Nos Estados Unidos, a taxa de fertilidade baixou, em parte devido ao que Ken Johnson, um demógrafo sénior da Casey School of Public Poilcy e professor de sociologia na Universidade de New Hampshire, caracterizou como um declínio “significativo” nos nascimentos na adolescência.
“A maioria dos demógrafos veria isso como uma coisa positiva”, disse.

Ele disse que a outra causa foi um declínio no número de nascimentos de mulheres na casa dos 20 anos. Essa tendência tem vindo a verificar-se desde 2008. As pessoas adiaram ou decidiram não ter bebés em parte por causa da recessão, disse ele. Esta tendência foi então exacerbada com a covid.

Entre julho de 2020 e 2021, a taxa de crescimento da população dos Estados Unidos foi a mais baixa registada em cerca de 100 anos, disse ele.

“Será um colapso do número de nascimentos? Não, eu não diria isso”, disse Johnson.

Afirmou também que há alguns fatores em jogo na baixa taxa de crescimento dos Estados Unidos: menos nascimentos, menos imigrantes devido às políticas da era Trump, e mais mortes à medida que a população dos EUA envelhece. A covid-19 também contribuiu para um maior número de mortes.

“É quase como uma tempestade perfeita, dito assim”, disse Johnson. “O número de nascimentos está muito abaixo, a covid causa um aumento nas mortes, e a imigração também está bastante baixa, por isso não é de admirar que a taxa de crescimento da população seja tão baixa quando se reúnem todos esses fatores ao mesmo tempo.”

Prevenir dificuldades demográficas no futuro

À medida que a população envelhece e as taxas de natalidade diminuem em algumas áreas do planeta, poderá haver uma pressão acrescida nos sistemas sociais.
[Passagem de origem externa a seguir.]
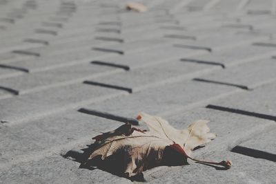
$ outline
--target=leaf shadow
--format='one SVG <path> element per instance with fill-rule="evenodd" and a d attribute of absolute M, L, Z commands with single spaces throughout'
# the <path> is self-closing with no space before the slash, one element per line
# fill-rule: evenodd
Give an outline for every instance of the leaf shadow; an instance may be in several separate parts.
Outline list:
<path fill-rule="evenodd" d="M 70 150 L 66 154 L 61 155 L 63 158 L 80 163 L 79 169 L 95 170 L 96 169 L 109 172 L 119 177 L 125 178 L 131 181 L 146 181 L 143 173 L 135 176 L 128 177 L 124 174 L 124 164 L 126 161 L 126 149 L 119 149 L 115 154 L 107 157 L 105 160 L 101 160 L 99 156 L 92 160 L 88 160 L 89 156 L 97 148 L 96 143 L 87 145 L 87 147 L 82 149 L 83 153 Z M 172 149 L 170 147 L 166 147 L 164 151 L 161 163 L 158 165 L 148 165 L 148 169 L 158 166 L 177 166 L 188 165 L 186 158 L 179 152 Z"/>
<path fill-rule="evenodd" d="M 196 162 L 197 163 L 199 163 L 199 164 L 202 164 L 202 165 L 205 165 L 211 167 L 215 168 L 216 170 L 218 171 L 225 171 L 225 170 L 228 170 L 228 168 L 226 168 L 225 167 L 220 167 L 220 166 L 216 166 L 216 165 L 210 165 L 210 164 L 208 164 L 208 163 L 199 163 L 199 162 Z"/>
<path fill-rule="evenodd" d="M 128 177 L 124 172 L 124 164 L 122 162 L 125 158 L 124 150 L 118 150 L 112 156 L 108 156 L 105 160 L 101 160 L 100 156 L 93 159 L 93 160 L 88 160 L 89 156 L 97 148 L 96 143 L 87 145 L 87 147 L 82 149 L 83 153 L 76 151 L 70 150 L 66 154 L 61 155 L 63 158 L 80 163 L 79 169 L 86 169 L 89 170 L 95 170 L 96 169 L 109 172 L 119 177 L 125 178 L 131 181 L 146 181 L 143 174 L 139 174 L 133 177 Z"/>

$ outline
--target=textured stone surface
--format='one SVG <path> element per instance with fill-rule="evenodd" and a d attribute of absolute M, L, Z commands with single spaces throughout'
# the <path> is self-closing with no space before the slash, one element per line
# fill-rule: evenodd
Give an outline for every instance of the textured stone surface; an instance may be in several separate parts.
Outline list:
<path fill-rule="evenodd" d="M 275 1 L 138 1 L 148 11 L 0 0 L 1 183 L 130 183 L 79 167 L 92 137 L 140 111 L 177 129 L 209 120 L 217 136 L 193 156 L 233 163 L 158 167 L 147 182 L 275 182 Z"/>

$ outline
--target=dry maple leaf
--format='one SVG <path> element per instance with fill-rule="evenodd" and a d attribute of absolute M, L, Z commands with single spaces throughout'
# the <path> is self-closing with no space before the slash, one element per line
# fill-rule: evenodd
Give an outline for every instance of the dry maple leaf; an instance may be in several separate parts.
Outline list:
<path fill-rule="evenodd" d="M 187 158 L 190 158 L 230 168 L 230 161 L 204 162 L 190 157 L 195 147 L 208 142 L 215 137 L 214 134 L 209 133 L 210 129 L 206 125 L 208 121 L 196 121 L 187 129 L 179 130 L 158 116 L 141 113 L 137 119 L 143 120 L 150 131 L 132 127 L 130 124 L 126 123 L 114 131 L 99 135 L 93 138 L 96 140 L 97 147 L 90 155 L 88 160 L 99 157 L 104 160 L 115 154 L 118 150 L 123 150 L 124 158 L 121 164 L 126 177 L 137 176 L 143 171 L 158 165 L 175 165 L 165 159 L 168 158 L 165 157 L 172 157 L 172 152 L 181 155 L 181 160 L 177 159 L 179 165 L 184 164 Z M 173 162 L 174 158 L 170 158 L 169 162 Z"/>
A percentagem da população acima dos 65 anos de idade aumentará de 10% em 2022 para 16% em 2050. Isso é o dobro do número de crianças com menos de 5 anos de idade.
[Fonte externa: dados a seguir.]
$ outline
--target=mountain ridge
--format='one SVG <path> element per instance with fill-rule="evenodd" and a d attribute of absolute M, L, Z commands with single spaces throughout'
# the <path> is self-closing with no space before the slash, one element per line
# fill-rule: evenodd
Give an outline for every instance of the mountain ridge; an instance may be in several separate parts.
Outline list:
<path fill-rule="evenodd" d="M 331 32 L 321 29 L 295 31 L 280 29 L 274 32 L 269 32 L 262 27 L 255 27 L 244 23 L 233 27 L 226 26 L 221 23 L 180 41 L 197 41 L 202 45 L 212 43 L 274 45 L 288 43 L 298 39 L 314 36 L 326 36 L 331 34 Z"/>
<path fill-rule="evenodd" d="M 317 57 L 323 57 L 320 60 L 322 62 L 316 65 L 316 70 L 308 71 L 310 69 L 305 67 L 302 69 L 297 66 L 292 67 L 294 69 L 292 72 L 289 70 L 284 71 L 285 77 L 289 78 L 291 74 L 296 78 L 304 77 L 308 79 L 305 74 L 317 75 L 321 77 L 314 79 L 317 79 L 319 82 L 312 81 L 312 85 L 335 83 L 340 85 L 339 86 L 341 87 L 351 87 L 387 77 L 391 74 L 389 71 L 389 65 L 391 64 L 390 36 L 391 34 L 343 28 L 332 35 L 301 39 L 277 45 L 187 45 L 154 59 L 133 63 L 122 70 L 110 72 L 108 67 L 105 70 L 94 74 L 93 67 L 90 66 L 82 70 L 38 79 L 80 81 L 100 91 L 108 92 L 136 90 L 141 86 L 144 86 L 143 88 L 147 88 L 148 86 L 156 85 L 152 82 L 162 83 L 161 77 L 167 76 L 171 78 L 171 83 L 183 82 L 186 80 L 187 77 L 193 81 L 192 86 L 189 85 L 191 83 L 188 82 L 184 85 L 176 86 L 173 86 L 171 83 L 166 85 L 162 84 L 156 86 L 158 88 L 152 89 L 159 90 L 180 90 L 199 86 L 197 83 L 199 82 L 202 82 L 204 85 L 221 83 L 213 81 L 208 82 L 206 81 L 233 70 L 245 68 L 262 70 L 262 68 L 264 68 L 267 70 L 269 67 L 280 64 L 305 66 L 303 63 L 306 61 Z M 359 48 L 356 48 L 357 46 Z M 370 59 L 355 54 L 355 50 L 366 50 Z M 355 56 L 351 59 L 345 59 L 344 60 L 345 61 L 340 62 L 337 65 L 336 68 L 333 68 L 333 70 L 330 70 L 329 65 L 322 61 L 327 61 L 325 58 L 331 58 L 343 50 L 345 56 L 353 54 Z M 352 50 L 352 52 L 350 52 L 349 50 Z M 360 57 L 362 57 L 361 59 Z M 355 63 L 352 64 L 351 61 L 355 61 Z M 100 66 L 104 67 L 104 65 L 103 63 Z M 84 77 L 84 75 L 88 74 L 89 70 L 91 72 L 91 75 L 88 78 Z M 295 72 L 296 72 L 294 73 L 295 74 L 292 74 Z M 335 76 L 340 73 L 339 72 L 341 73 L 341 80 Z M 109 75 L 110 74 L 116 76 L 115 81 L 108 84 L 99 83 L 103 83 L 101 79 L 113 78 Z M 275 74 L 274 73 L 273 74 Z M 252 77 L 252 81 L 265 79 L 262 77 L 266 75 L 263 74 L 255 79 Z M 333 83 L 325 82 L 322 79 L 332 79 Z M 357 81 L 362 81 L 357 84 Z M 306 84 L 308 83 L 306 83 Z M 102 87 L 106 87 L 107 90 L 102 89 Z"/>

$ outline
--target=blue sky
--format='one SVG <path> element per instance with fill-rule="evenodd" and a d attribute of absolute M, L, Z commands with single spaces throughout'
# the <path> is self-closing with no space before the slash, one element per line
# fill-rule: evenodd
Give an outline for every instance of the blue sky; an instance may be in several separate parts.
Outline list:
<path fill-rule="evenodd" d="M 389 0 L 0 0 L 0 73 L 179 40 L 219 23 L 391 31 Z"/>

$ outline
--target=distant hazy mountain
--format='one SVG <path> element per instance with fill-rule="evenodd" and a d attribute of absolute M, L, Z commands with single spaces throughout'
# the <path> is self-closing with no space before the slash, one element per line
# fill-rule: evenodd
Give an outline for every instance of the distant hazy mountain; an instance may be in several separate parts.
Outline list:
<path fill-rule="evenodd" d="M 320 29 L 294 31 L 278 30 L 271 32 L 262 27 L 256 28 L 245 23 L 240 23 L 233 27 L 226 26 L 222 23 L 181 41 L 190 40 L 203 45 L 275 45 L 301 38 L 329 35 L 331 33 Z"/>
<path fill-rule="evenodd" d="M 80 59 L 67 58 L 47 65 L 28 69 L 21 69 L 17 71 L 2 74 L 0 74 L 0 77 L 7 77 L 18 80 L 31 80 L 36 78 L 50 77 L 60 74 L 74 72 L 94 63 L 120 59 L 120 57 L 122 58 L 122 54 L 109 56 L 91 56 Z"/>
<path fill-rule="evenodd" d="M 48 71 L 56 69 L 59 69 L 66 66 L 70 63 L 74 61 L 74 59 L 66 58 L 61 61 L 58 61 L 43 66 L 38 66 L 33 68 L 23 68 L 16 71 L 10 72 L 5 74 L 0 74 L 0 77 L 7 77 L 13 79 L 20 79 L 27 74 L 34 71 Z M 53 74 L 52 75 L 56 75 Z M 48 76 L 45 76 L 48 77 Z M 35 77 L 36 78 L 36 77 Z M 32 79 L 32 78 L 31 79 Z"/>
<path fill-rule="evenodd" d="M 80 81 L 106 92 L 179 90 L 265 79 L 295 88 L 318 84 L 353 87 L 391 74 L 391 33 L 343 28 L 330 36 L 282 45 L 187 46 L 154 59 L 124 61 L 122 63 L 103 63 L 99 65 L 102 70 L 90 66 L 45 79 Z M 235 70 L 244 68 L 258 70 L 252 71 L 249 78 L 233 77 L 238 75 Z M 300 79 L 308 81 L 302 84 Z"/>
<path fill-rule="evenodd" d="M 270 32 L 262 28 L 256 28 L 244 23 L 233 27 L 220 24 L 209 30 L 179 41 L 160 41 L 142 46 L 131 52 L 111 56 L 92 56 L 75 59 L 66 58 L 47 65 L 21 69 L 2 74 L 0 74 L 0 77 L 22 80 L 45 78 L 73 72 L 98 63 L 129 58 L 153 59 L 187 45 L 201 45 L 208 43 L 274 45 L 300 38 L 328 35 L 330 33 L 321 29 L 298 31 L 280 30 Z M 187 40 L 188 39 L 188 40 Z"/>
A nível mundial, o truque para que o tal desequilíbrio da idade da população funcione, é que os governos terão de ser pró-ativos, diz a ONU. Os países com populações envelhecidas precisam de adaptar os seus planos públicos que irão apoiar esta população crescente de pessoas mais velhas. Isto significa apoiar planos como a segurança social, pensões e estabelecer o acesso universal aos cuidados de saúde e assistência a longo prazo.

Nos Estados Unidos, William Frey, um demógrafo e membro sénior da Brookings Metro, disse que não vê a necessidade de mais casais terem mais bebés para resolver o desequilíbrio etário nos Estados Unidos. As políticas que apoiam os casais que querem ter filhos, isto é, políticas de creches e licenças familiares acessíveis, poderiam ajudar, mas isso não tem feito uma grande diferença em termos de taxas de fertilidade.
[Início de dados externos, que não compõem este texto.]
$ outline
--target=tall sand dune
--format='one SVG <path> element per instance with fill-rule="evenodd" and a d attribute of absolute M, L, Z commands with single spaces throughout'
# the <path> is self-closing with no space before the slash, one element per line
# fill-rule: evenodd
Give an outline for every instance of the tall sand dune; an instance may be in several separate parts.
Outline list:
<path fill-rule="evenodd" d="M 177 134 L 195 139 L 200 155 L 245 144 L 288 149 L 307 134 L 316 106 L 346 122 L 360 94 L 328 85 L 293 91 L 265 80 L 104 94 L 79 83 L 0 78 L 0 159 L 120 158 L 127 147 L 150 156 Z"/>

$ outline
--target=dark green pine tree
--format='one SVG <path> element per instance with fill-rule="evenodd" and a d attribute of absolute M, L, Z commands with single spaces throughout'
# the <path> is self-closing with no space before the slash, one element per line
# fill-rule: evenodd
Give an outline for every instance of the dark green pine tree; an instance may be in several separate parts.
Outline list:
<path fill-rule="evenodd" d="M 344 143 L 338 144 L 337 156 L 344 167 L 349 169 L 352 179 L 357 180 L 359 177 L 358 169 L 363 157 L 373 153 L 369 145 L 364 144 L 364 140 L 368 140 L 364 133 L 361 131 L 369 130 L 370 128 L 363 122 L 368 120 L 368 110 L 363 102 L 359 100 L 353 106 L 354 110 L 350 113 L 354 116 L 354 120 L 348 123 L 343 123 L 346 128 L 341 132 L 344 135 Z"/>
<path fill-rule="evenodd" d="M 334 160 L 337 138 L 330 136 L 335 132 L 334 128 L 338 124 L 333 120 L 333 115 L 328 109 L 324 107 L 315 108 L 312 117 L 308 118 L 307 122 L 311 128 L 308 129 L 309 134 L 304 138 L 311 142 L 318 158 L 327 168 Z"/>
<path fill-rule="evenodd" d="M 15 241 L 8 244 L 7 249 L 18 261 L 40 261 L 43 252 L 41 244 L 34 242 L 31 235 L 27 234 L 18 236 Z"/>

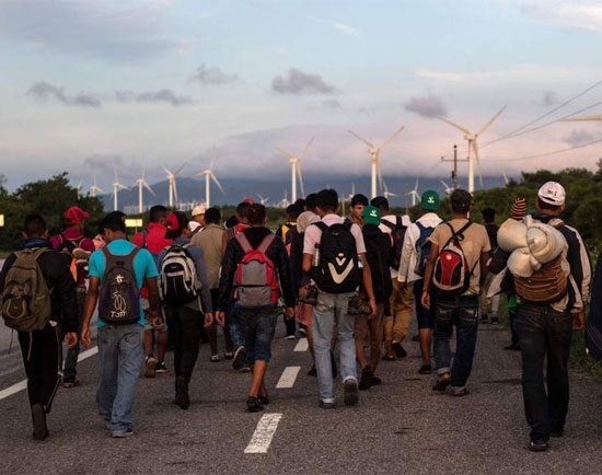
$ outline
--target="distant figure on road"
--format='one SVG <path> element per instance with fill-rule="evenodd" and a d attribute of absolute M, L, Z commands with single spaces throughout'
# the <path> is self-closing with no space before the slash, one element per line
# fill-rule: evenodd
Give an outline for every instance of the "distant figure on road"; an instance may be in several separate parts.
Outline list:
<path fill-rule="evenodd" d="M 33 438 L 44 440 L 48 437 L 46 415 L 53 407 L 53 399 L 60 384 L 62 351 L 62 335 L 66 336 L 69 348 L 78 343 L 78 309 L 76 303 L 76 282 L 63 256 L 53 251 L 48 241 L 46 222 L 39 215 L 28 215 L 23 227 L 25 241 L 20 251 L 15 251 L 4 262 L 0 273 L 0 293 L 9 291 L 11 282 L 19 276 L 11 277 L 9 271 L 24 251 L 37 253 L 36 262 L 46 279 L 50 299 L 50 315 L 46 322 L 40 322 L 39 329 L 32 332 L 18 331 L 19 345 L 23 355 L 23 363 L 27 375 L 27 396 L 32 410 L 34 426 Z M 35 254 L 34 254 L 35 255 Z M 12 273 L 11 273 L 12 274 Z M 10 296 L 3 294 L 4 303 Z M 7 315 L 4 315 L 7 316 Z"/>

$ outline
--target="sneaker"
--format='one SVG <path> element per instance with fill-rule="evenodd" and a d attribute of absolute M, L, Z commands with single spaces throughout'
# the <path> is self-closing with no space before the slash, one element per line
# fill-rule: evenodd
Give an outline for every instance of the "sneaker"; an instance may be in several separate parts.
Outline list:
<path fill-rule="evenodd" d="M 395 356 L 397 358 L 405 358 L 407 356 L 407 351 L 404 349 L 401 343 L 395 341 L 391 345 L 391 347 L 393 348 L 393 351 L 395 351 Z"/>
<path fill-rule="evenodd" d="M 244 366 L 244 359 L 246 358 L 246 349 L 244 346 L 240 346 L 234 351 L 234 358 L 232 359 L 232 369 L 240 370 Z"/>
<path fill-rule="evenodd" d="M 361 370 L 361 376 L 359 379 L 359 389 L 360 391 L 369 390 L 372 385 L 372 370 L 370 369 L 370 366 L 367 364 Z"/>
<path fill-rule="evenodd" d="M 190 406 L 190 396 L 188 395 L 188 387 L 186 387 L 186 380 L 182 376 L 175 379 L 175 404 L 184 410 Z"/>
<path fill-rule="evenodd" d="M 144 378 L 154 378 L 155 368 L 157 368 L 157 358 L 154 358 L 152 354 L 150 354 L 146 360 Z"/>
<path fill-rule="evenodd" d="M 529 442 L 531 452 L 545 452 L 547 450 L 547 440 L 532 440 Z"/>
<path fill-rule="evenodd" d="M 134 436 L 134 430 L 131 430 L 131 427 L 128 427 L 126 430 L 111 432 L 111 437 L 113 437 L 114 439 L 125 439 L 126 437 L 131 436 Z"/>
<path fill-rule="evenodd" d="M 352 378 L 345 381 L 345 396 L 344 402 L 346 406 L 355 406 L 358 404 L 359 394 L 358 394 L 358 382 Z"/>
<path fill-rule="evenodd" d="M 46 414 L 42 404 L 32 406 L 32 422 L 34 425 L 34 440 L 45 440 L 48 437 L 48 428 L 46 427 Z"/>

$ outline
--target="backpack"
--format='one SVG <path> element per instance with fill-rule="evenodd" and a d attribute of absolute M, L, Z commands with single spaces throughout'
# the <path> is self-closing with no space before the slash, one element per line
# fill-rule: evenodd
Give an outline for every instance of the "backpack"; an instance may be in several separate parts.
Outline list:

A fertilidade é inferior à taxa de substituição nos Estados Unidos, o que significa que os casais têm menos de dois filhos cada um, mas a taxa não é tão baixa como na maior parte da Europa, disse ele.

“Não acho que se trate de um problema de colapso nos Estados Unidos, porque podemos abrir as portas a mais imigrantes sempre que quisermos,” disse Frey. “Não teremos falta de pessoas que queiram imigrar para cá no futuro. Os imigrantes e os seus filhos são mais novos do que toda a população em conjunto e, por conseguinte, isso ajudará a evitar que a população envelheça também.”